The key, said the consultants and analysts, is not to allow small SOA silos to proliferate without paying attention to the larger whole.

To reap SOA’s promised benefits of service reuse, companies cannot simply implement many small projects. They must figure out how to share services among multiple different business processes. That usually calls for consolidation, where attention to the big picture is crucial, said Carter. “A large company may have as many as a thousand different ways to carry out a single function, such as creating a new customer account.”

Managers heading SOA efforts must look at the various ways different business applications accomplish that task, and decide which one to encapsulate as a service, she said. “You have to determine which [functions] represent best practices, and maybe borrow best practices from the industry.”

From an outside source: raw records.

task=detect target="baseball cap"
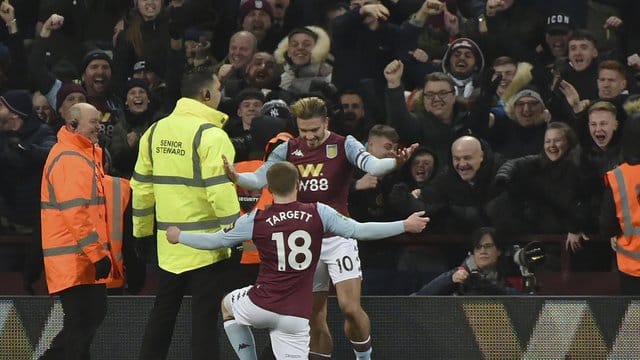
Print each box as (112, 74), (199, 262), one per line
(82, 49), (112, 73)
(545, 13), (573, 33)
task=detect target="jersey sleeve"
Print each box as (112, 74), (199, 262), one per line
(317, 203), (404, 240)
(344, 135), (396, 176)
(237, 142), (287, 190)
(179, 210), (256, 250)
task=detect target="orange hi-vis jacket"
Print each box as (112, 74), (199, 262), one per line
(235, 132), (293, 264)
(234, 160), (273, 264)
(605, 163), (640, 277)
(40, 127), (116, 294)
(103, 175), (131, 289)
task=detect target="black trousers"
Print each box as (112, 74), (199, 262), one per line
(140, 260), (228, 360)
(52, 284), (107, 360)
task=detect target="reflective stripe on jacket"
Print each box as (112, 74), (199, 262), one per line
(40, 127), (113, 294)
(606, 163), (640, 277)
(131, 98), (240, 274)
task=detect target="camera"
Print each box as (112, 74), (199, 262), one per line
(513, 241), (545, 269)
(513, 241), (546, 294)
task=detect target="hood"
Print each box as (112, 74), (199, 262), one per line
(273, 26), (332, 64)
(402, 145), (440, 187)
(442, 38), (484, 75)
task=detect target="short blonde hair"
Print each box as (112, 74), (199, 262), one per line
(267, 161), (299, 196)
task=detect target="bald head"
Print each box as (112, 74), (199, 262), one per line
(227, 30), (258, 69)
(451, 136), (484, 182)
(65, 103), (101, 144)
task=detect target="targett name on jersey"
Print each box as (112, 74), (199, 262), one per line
(265, 210), (313, 226)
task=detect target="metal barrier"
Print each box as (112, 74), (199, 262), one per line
(0, 296), (640, 360)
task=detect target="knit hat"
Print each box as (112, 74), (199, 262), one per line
(287, 27), (318, 41)
(238, 0), (273, 22)
(125, 78), (149, 94)
(0, 90), (33, 118)
(133, 59), (155, 73)
(81, 49), (111, 73)
(260, 99), (291, 120)
(234, 88), (264, 106)
(56, 82), (87, 111)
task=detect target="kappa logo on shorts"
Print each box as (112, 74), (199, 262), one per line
(327, 144), (338, 159)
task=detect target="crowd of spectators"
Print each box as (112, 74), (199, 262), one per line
(0, 0), (640, 291)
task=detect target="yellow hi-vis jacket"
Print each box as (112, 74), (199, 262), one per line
(605, 163), (640, 277)
(131, 98), (240, 274)
(40, 127), (114, 294)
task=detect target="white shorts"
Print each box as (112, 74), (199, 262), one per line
(313, 236), (362, 292)
(222, 285), (310, 359)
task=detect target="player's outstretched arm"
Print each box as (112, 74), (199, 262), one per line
(166, 211), (255, 250)
(402, 211), (431, 233)
(318, 203), (429, 240)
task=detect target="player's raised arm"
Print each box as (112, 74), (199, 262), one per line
(318, 203), (429, 240)
(167, 211), (256, 250)
(344, 135), (418, 176)
(223, 142), (287, 190)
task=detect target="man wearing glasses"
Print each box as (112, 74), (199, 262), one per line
(384, 60), (468, 159)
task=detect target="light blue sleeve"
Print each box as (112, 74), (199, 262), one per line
(44, 79), (62, 109)
(179, 210), (257, 250)
(318, 203), (404, 240)
(237, 142), (287, 190)
(344, 135), (396, 176)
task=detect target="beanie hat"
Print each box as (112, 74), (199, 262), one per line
(545, 13), (573, 33)
(260, 99), (292, 120)
(287, 27), (318, 41)
(81, 49), (111, 73)
(0, 90), (33, 118)
(238, 0), (273, 22)
(132, 59), (156, 73)
(125, 78), (149, 94)
(56, 82), (87, 111)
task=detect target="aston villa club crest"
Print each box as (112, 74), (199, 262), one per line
(327, 144), (338, 159)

That’s a tall order for those leading large-scale SOA efforts. Big companies have built vast teams of people to develop and maintain line-of-business applications, said TIBCO’s Quinn. SOA not only reconfigures those teams, it may also make some of the members expendable. “If a SOA strategy reduces the number of people a manager needs, he is going to find something wrong with it,” he said. Managers in that situation can wield a lot of power, because every company has a vested interest in keeping its business applications operating smoothly, added Quinn. “The people around business apps have to feel there is something in SOA for them, too.”

TOO MUCH ON DEVELOPERS
Sometimes that’s a matter of coming up with new ways to incent developers, said Carter. “Traditionally they have been rewarded by creating new code. But SOA is about reuse.” That may mean offering incentives to re-use services, she said.

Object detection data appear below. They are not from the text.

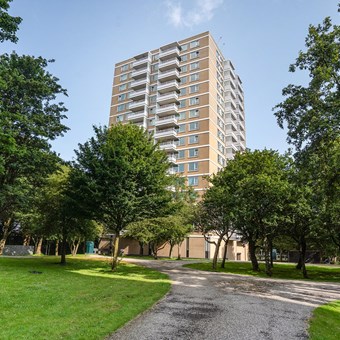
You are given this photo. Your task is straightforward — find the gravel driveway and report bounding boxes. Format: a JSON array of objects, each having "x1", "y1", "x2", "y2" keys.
[{"x1": 109, "y1": 259, "x2": 340, "y2": 340}]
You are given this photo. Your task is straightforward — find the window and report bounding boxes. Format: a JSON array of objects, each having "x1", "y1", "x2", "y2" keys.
[
  {"x1": 189, "y1": 149, "x2": 198, "y2": 158},
  {"x1": 116, "y1": 115, "x2": 124, "y2": 122},
  {"x1": 181, "y1": 54, "x2": 188, "y2": 61},
  {"x1": 118, "y1": 84, "x2": 127, "y2": 91},
  {"x1": 177, "y1": 111, "x2": 186, "y2": 120},
  {"x1": 189, "y1": 109, "x2": 200, "y2": 118},
  {"x1": 179, "y1": 87, "x2": 187, "y2": 96},
  {"x1": 117, "y1": 104, "x2": 126, "y2": 112},
  {"x1": 188, "y1": 135, "x2": 198, "y2": 144},
  {"x1": 189, "y1": 97, "x2": 200, "y2": 105},
  {"x1": 188, "y1": 162, "x2": 198, "y2": 171},
  {"x1": 181, "y1": 44, "x2": 188, "y2": 51},
  {"x1": 188, "y1": 176, "x2": 198, "y2": 186},
  {"x1": 181, "y1": 65, "x2": 188, "y2": 73},
  {"x1": 190, "y1": 73, "x2": 200, "y2": 81},
  {"x1": 177, "y1": 137, "x2": 185, "y2": 146},
  {"x1": 180, "y1": 77, "x2": 187, "y2": 84},
  {"x1": 189, "y1": 122, "x2": 199, "y2": 131},
  {"x1": 177, "y1": 150, "x2": 184, "y2": 159},
  {"x1": 190, "y1": 40, "x2": 200, "y2": 48},
  {"x1": 118, "y1": 93, "x2": 126, "y2": 102},
  {"x1": 120, "y1": 73, "x2": 127, "y2": 81},
  {"x1": 120, "y1": 64, "x2": 129, "y2": 72},
  {"x1": 190, "y1": 85, "x2": 200, "y2": 93},
  {"x1": 178, "y1": 124, "x2": 185, "y2": 132},
  {"x1": 178, "y1": 99, "x2": 186, "y2": 108},
  {"x1": 190, "y1": 61, "x2": 200, "y2": 70},
  {"x1": 217, "y1": 130, "x2": 224, "y2": 142},
  {"x1": 190, "y1": 51, "x2": 200, "y2": 59},
  {"x1": 217, "y1": 155, "x2": 225, "y2": 166}
]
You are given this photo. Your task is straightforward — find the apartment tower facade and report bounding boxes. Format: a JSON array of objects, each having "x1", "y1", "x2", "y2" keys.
[{"x1": 109, "y1": 32, "x2": 246, "y2": 194}]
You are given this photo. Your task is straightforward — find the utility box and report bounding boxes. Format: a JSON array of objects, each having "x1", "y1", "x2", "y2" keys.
[{"x1": 86, "y1": 241, "x2": 94, "y2": 254}]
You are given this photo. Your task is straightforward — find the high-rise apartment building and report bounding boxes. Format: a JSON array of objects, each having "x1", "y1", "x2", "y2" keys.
[{"x1": 110, "y1": 32, "x2": 246, "y2": 192}]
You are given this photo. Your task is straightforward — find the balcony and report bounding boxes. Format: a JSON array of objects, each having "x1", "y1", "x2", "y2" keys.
[
  {"x1": 156, "y1": 104, "x2": 178, "y2": 117},
  {"x1": 130, "y1": 89, "x2": 149, "y2": 100},
  {"x1": 157, "y1": 80, "x2": 179, "y2": 93},
  {"x1": 159, "y1": 46, "x2": 179, "y2": 60},
  {"x1": 135, "y1": 121, "x2": 147, "y2": 130},
  {"x1": 129, "y1": 99, "x2": 147, "y2": 111},
  {"x1": 155, "y1": 128, "x2": 177, "y2": 139},
  {"x1": 159, "y1": 140, "x2": 177, "y2": 152},
  {"x1": 225, "y1": 131, "x2": 238, "y2": 144},
  {"x1": 131, "y1": 77, "x2": 149, "y2": 90},
  {"x1": 158, "y1": 70, "x2": 179, "y2": 82},
  {"x1": 132, "y1": 55, "x2": 151, "y2": 69},
  {"x1": 127, "y1": 111, "x2": 147, "y2": 122},
  {"x1": 155, "y1": 115, "x2": 178, "y2": 128},
  {"x1": 157, "y1": 92, "x2": 179, "y2": 105},
  {"x1": 158, "y1": 58, "x2": 179, "y2": 72},
  {"x1": 168, "y1": 153, "x2": 176, "y2": 164},
  {"x1": 238, "y1": 131, "x2": 246, "y2": 142},
  {"x1": 226, "y1": 120, "x2": 237, "y2": 131}
]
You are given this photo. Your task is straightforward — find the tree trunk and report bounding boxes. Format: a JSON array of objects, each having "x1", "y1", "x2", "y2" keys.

For the time being, it appears there is still plenty of code for developers to write. “Right now, too much is put on the developers,” and that is hindering broader SOA adoption, said Ounce Labs’ Berg. Developers are being asked to write code to implement functions that should be carried out in the framework, he said. While baseline SOA standards such

as XML and Web Services Description Language (WSDL) are well established and fully implemented in the tools, others such as WS-Policy (for managing rules associated with using a Web service) are not, added Quinn. That impacts developers in terms of how much work is expected of them, he said. “They should be focused on business logic. But instead they are focused on [writing code to implement] the infrastructure.”

Forrester analyst Randy Heffner agreed SOA standards need to mature, particularly those that help companies govern how services are managed. One aspect of governance that is missing today, he said, is the ability to place an individual service in a larger portfolio of services before that service has actually been developed. “You can’t build all of your services at once,” he said, “but determining from the get-go what the larger service portfolio will include is critical, he said.

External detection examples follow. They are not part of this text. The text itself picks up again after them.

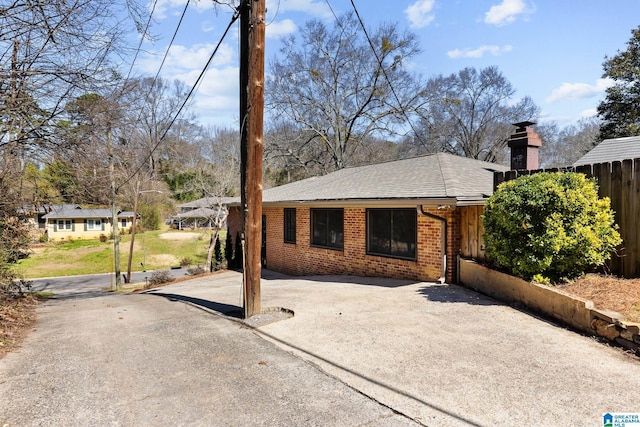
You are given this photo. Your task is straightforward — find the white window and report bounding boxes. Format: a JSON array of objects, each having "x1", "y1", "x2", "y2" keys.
[
  {"x1": 58, "y1": 219, "x2": 73, "y2": 231},
  {"x1": 87, "y1": 219, "x2": 102, "y2": 230}
]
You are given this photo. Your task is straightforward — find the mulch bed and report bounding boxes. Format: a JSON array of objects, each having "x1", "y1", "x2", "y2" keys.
[
  {"x1": 0, "y1": 292, "x2": 39, "y2": 357},
  {"x1": 557, "y1": 274, "x2": 640, "y2": 322}
]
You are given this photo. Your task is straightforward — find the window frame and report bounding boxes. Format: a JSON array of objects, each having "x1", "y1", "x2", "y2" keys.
[
  {"x1": 87, "y1": 218, "x2": 102, "y2": 231},
  {"x1": 366, "y1": 208, "x2": 418, "y2": 261},
  {"x1": 309, "y1": 208, "x2": 344, "y2": 251},
  {"x1": 56, "y1": 219, "x2": 73, "y2": 231},
  {"x1": 283, "y1": 208, "x2": 298, "y2": 245}
]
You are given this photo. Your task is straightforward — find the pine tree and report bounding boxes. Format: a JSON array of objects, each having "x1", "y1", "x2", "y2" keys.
[{"x1": 598, "y1": 27, "x2": 640, "y2": 140}]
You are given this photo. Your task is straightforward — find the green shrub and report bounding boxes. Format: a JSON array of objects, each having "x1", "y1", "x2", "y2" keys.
[
  {"x1": 148, "y1": 270, "x2": 174, "y2": 286},
  {"x1": 483, "y1": 172, "x2": 622, "y2": 281},
  {"x1": 213, "y1": 239, "x2": 222, "y2": 271},
  {"x1": 233, "y1": 232, "x2": 244, "y2": 268},
  {"x1": 187, "y1": 265, "x2": 206, "y2": 276},
  {"x1": 224, "y1": 229, "x2": 233, "y2": 268}
]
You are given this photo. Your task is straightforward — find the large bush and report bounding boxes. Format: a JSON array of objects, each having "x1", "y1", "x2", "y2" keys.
[{"x1": 483, "y1": 172, "x2": 622, "y2": 281}]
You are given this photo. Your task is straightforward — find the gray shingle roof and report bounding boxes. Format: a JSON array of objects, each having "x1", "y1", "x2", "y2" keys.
[
  {"x1": 178, "y1": 197, "x2": 233, "y2": 209},
  {"x1": 573, "y1": 136, "x2": 640, "y2": 166},
  {"x1": 43, "y1": 205, "x2": 133, "y2": 219},
  {"x1": 263, "y1": 153, "x2": 509, "y2": 205},
  {"x1": 176, "y1": 208, "x2": 225, "y2": 218}
]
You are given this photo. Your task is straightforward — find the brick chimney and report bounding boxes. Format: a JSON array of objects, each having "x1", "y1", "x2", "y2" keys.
[{"x1": 507, "y1": 122, "x2": 542, "y2": 170}]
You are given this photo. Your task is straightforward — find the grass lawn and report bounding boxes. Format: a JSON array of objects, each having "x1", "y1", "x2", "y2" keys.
[{"x1": 16, "y1": 230, "x2": 226, "y2": 278}]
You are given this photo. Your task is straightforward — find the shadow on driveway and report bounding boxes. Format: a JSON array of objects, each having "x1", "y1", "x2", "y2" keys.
[
  {"x1": 417, "y1": 285, "x2": 504, "y2": 305},
  {"x1": 141, "y1": 291, "x2": 243, "y2": 319}
]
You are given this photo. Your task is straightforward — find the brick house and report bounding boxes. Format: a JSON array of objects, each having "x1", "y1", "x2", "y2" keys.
[{"x1": 227, "y1": 153, "x2": 509, "y2": 283}]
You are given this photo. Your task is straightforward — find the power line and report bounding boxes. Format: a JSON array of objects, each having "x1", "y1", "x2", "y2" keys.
[{"x1": 118, "y1": 1, "x2": 244, "y2": 188}]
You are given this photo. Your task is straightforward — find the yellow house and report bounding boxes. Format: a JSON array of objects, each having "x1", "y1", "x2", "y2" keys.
[{"x1": 43, "y1": 205, "x2": 133, "y2": 241}]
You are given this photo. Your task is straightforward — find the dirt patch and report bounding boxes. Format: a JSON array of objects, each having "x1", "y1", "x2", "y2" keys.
[
  {"x1": 160, "y1": 231, "x2": 202, "y2": 240},
  {"x1": 557, "y1": 274, "x2": 640, "y2": 322},
  {"x1": 0, "y1": 292, "x2": 39, "y2": 358}
]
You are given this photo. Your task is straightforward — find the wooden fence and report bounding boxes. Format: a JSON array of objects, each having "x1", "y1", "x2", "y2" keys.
[
  {"x1": 488, "y1": 158, "x2": 640, "y2": 278},
  {"x1": 460, "y1": 206, "x2": 485, "y2": 262}
]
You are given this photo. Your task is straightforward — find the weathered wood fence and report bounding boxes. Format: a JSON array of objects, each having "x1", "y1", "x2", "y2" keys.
[{"x1": 484, "y1": 158, "x2": 640, "y2": 278}]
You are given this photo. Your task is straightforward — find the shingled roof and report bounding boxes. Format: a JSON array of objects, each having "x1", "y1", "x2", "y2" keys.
[
  {"x1": 262, "y1": 153, "x2": 509, "y2": 205},
  {"x1": 43, "y1": 205, "x2": 133, "y2": 219},
  {"x1": 573, "y1": 136, "x2": 640, "y2": 166}
]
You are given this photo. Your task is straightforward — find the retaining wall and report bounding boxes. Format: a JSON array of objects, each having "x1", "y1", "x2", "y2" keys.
[{"x1": 458, "y1": 259, "x2": 640, "y2": 356}]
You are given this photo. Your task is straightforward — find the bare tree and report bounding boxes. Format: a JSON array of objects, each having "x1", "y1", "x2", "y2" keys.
[
  {"x1": 403, "y1": 67, "x2": 538, "y2": 162},
  {"x1": 536, "y1": 116, "x2": 601, "y2": 167},
  {"x1": 265, "y1": 14, "x2": 419, "y2": 173},
  {"x1": 0, "y1": 0, "x2": 140, "y2": 157}
]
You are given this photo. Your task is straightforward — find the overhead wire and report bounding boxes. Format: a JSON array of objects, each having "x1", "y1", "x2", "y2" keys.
[{"x1": 118, "y1": 1, "x2": 244, "y2": 188}]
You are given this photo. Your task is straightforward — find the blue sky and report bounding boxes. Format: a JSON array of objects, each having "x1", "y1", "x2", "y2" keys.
[{"x1": 135, "y1": 0, "x2": 640, "y2": 127}]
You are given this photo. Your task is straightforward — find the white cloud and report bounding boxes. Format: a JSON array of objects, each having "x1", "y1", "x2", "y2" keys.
[
  {"x1": 580, "y1": 108, "x2": 598, "y2": 119},
  {"x1": 137, "y1": 43, "x2": 236, "y2": 78},
  {"x1": 546, "y1": 78, "x2": 614, "y2": 102},
  {"x1": 447, "y1": 45, "x2": 512, "y2": 59},
  {"x1": 404, "y1": 0, "x2": 436, "y2": 28},
  {"x1": 267, "y1": 0, "x2": 333, "y2": 22},
  {"x1": 484, "y1": 0, "x2": 534, "y2": 26},
  {"x1": 266, "y1": 19, "x2": 298, "y2": 39}
]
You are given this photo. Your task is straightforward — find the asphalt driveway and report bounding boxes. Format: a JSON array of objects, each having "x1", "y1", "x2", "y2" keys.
[{"x1": 0, "y1": 271, "x2": 640, "y2": 426}]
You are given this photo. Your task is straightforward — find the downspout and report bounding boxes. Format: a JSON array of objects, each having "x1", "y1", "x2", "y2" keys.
[{"x1": 417, "y1": 205, "x2": 449, "y2": 283}]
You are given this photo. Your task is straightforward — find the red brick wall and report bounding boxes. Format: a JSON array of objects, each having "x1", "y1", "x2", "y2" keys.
[{"x1": 227, "y1": 207, "x2": 460, "y2": 283}]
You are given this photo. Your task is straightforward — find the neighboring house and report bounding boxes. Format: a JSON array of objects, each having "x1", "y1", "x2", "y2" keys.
[
  {"x1": 43, "y1": 205, "x2": 133, "y2": 241},
  {"x1": 573, "y1": 136, "x2": 640, "y2": 166},
  {"x1": 173, "y1": 197, "x2": 234, "y2": 229},
  {"x1": 20, "y1": 203, "x2": 80, "y2": 230},
  {"x1": 228, "y1": 153, "x2": 509, "y2": 283}
]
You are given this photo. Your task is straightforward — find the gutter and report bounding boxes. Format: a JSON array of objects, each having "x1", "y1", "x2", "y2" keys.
[{"x1": 416, "y1": 205, "x2": 449, "y2": 284}]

Heffner said that while many are quick to point out how few businesses have made wholesale commitments to SOA, actual adoption rates fall in the range he expected.

“We are making progress,” he said. In a survey conducted by Forrester in late 2005, 53 percent of the companies surveyed said they were using, or planning to use, SOA. Of those, 18 percent said they had an enterprise-level commitment and strategy for SOA. Those numbers rose in 2006—62 percent said they were using, or planning to use, SOA. And 22 percent said they had an enterprise-level commitment and strategy for SOA.

The real measure of SOA’s success will occur when the term itself becomes irrelevant, said TIBCO’s Quinn. “In 1997 and 1998, the big thing was e-business. No one talks about e-business today. And yet everything people are doing in IT is related to e-business.” SOA is headed in that same direction. “All projects will be SOA projects, and the concept of SOA will permeate every aspect of IT,” he said. “But we won’t necessarily call it SOA.”